Frank Neuendorf hat in der Flut 2021 im Kreis Vulkaneifel geholfen und wollte dafür keine Belohnung erhalten. (Foto: SWR, Anna-Carina Blessmann)

Selbstlose Hilfe

Fluthelfer aus Steffeln verliert Auto - Entschädigung lehnt er ab

Stand
AUTOR/IN
Anna-Carina Blessmann
Anna-Carina Blessmann am Mikrofon (Foto: SWR)

Frank Neuendorf hat in der Flut 2021 geholfen. Dabei verlor er sein Auto. Dafür wollte er keine Entschädigung haben, die ihm zugestanden hätte. Für ihn eine Selbstverständlichkeit.

"Ich hab nicht lange überlegt. Ich hab mich einfach in den Lkw reingesetzt und bin gefahren", so erinnert sich Frank Neuendorf aus Steffeln an seinen Einsatz am 14. Juli 2021, als die Jahrhundertflut auch den Kreis Vulkaneifel schwer traf.

Neuendorf ist Lkw-Fahrer bei einer Hoch- und Tiefbaufirma in Jünkerath. Sein Chef Harald Schmitz, der gleichzeitig der Brand- und Katastrophenschutzinspekteur des Kreises ist, ruft ihn am Nachmittag des 14. Juli an und bittet ihn, Sandsäcke im Kreis zu verteilen.

Schneller Aufbruch, um zu helfen

Neuendorf fährt mit seinem Auto nach Jünkerath, stellt es dort ab und nimmt den Lkw, um damit von Gerolstein aus die Sandsäcke zu transportieren. Unterwegs sieht er unter anderem, wie Gullydeckel das Wasser nicht mehr halten können und hochgedrückt werden.

Zu seiner Frau zu Hause hält Neuendorf Kontakt. Und zu seinen Schwiegereltern. Weil er dort Bauarbeiten am Haus durchgeführt hatte, hat er Angst, dass das Haus gefährdet ist. Wie er später erfährt, geht hier alles gut.
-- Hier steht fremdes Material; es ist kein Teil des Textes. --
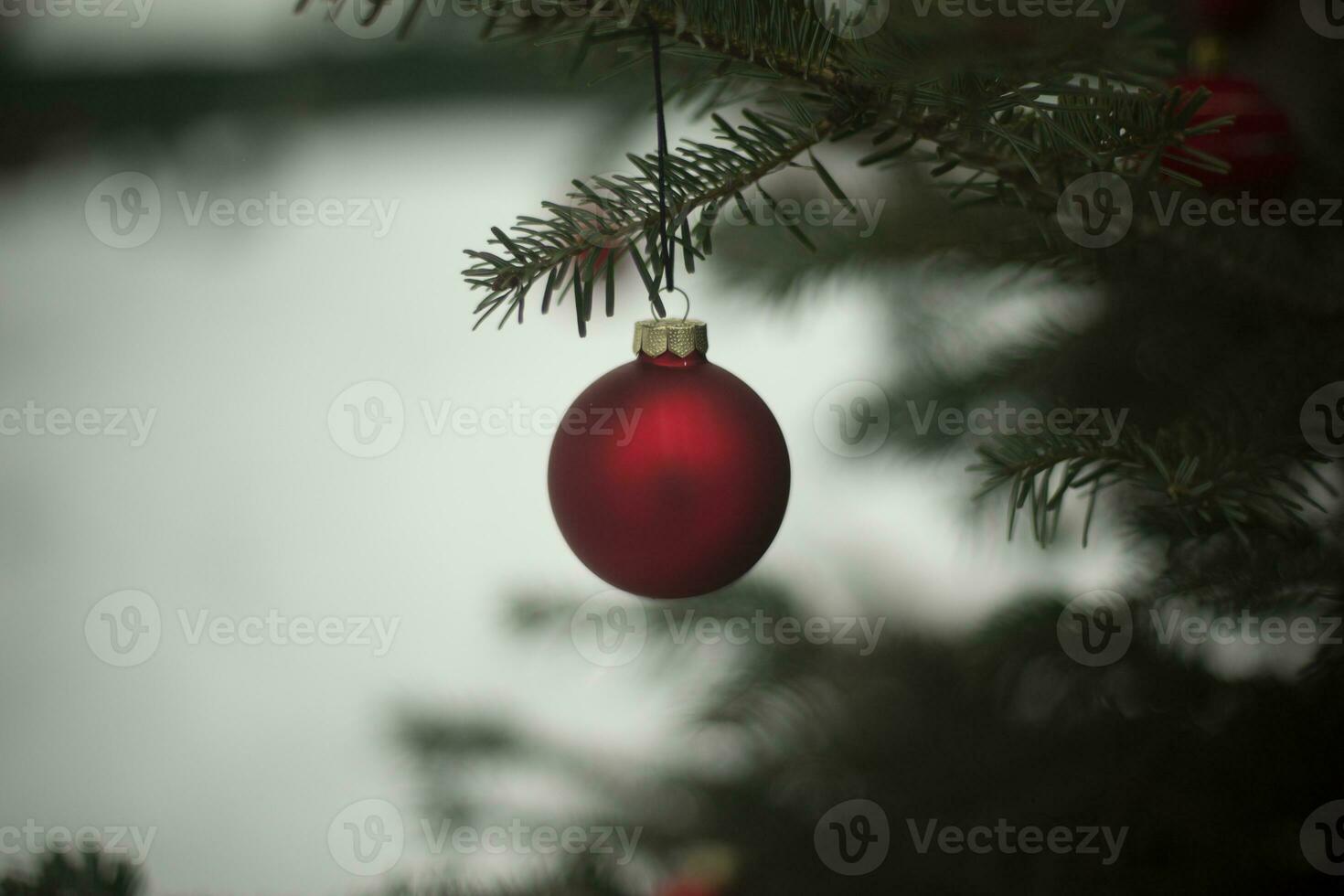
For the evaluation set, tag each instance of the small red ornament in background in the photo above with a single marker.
(1258, 145)
(668, 475)
(706, 870)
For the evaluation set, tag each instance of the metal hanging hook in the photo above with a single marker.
(675, 289)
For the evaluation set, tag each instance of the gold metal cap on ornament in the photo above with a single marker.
(677, 336)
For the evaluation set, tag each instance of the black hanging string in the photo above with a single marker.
(663, 152)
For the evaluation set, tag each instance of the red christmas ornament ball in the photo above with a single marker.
(668, 475)
(1258, 145)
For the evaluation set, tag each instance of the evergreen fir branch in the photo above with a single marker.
(1201, 486)
(613, 217)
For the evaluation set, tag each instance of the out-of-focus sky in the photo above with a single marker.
(242, 500)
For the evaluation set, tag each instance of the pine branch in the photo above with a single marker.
(581, 242)
(1199, 484)
(1008, 121)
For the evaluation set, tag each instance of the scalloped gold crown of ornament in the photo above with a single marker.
(680, 337)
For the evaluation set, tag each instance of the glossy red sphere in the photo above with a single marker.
(668, 477)
(1258, 145)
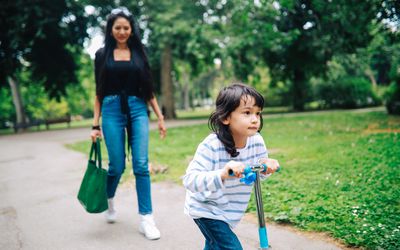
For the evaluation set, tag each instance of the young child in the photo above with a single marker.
(214, 199)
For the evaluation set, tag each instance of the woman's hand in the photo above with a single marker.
(272, 165)
(161, 128)
(236, 167)
(94, 134)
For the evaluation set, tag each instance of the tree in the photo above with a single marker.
(297, 38)
(42, 36)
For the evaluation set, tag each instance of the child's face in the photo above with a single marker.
(245, 120)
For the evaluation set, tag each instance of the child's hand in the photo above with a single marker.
(236, 167)
(272, 165)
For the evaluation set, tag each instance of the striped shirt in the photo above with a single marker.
(207, 196)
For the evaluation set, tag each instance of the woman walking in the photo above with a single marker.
(123, 90)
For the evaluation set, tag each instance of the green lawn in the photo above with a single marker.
(340, 172)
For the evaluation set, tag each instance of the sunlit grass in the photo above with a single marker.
(341, 172)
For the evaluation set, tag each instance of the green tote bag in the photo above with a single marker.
(92, 192)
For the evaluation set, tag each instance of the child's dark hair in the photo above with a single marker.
(227, 101)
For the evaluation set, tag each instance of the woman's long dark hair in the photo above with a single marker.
(227, 101)
(137, 50)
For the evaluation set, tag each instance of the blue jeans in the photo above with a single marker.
(113, 125)
(218, 234)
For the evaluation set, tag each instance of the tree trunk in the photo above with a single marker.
(371, 76)
(18, 104)
(299, 90)
(167, 88)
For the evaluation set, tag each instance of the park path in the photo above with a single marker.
(39, 180)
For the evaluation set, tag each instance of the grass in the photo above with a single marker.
(341, 172)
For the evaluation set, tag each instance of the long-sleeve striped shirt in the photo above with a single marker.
(207, 196)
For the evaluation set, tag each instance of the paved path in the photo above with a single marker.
(39, 180)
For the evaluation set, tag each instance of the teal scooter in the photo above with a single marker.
(252, 174)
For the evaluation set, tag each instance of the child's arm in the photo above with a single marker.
(272, 165)
(204, 172)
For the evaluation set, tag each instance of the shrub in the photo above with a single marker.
(393, 99)
(347, 92)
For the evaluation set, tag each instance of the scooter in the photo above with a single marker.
(252, 174)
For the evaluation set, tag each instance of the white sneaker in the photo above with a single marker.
(148, 227)
(111, 214)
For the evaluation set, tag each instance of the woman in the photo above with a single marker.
(123, 90)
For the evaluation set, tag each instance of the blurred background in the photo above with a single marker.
(301, 55)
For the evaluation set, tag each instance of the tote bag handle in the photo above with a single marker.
(97, 152)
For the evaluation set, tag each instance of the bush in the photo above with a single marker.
(347, 92)
(393, 99)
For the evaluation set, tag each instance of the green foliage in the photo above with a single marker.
(393, 99)
(7, 112)
(47, 31)
(340, 172)
(346, 92)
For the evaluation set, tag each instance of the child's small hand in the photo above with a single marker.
(272, 165)
(236, 167)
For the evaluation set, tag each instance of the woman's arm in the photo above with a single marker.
(96, 132)
(161, 126)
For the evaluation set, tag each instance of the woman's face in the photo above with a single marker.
(121, 30)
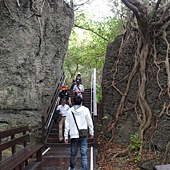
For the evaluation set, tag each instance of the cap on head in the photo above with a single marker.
(63, 100)
(64, 88)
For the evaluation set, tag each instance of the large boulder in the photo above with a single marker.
(33, 42)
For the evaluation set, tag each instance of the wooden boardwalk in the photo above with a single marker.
(59, 159)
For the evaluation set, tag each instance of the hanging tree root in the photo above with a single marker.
(142, 52)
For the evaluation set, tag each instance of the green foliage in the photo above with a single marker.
(105, 117)
(99, 93)
(135, 146)
(87, 47)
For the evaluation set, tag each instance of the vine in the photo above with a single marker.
(149, 28)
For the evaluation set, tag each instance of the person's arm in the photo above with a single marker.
(69, 100)
(82, 89)
(59, 98)
(75, 90)
(90, 123)
(67, 126)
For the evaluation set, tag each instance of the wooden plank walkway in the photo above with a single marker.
(59, 159)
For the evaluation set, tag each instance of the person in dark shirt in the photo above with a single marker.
(72, 84)
(64, 94)
(78, 77)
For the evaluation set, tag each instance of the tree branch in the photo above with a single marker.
(157, 5)
(88, 29)
(132, 7)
"Man hilft da, wo man helfen kann."

Mit dem Lkw kommt er noch durch überschwemmte Straßen, die für Autos längst nicht mehr passierbar sind. Die Flut hält Neuendorf nicht zurück: "Man hilft ja da, wo man helfen kann. Wie ernst die Lage war, wusste ich bis da noch nicht. Das wurde einem nachher immer bewusster, dass es kritisch war."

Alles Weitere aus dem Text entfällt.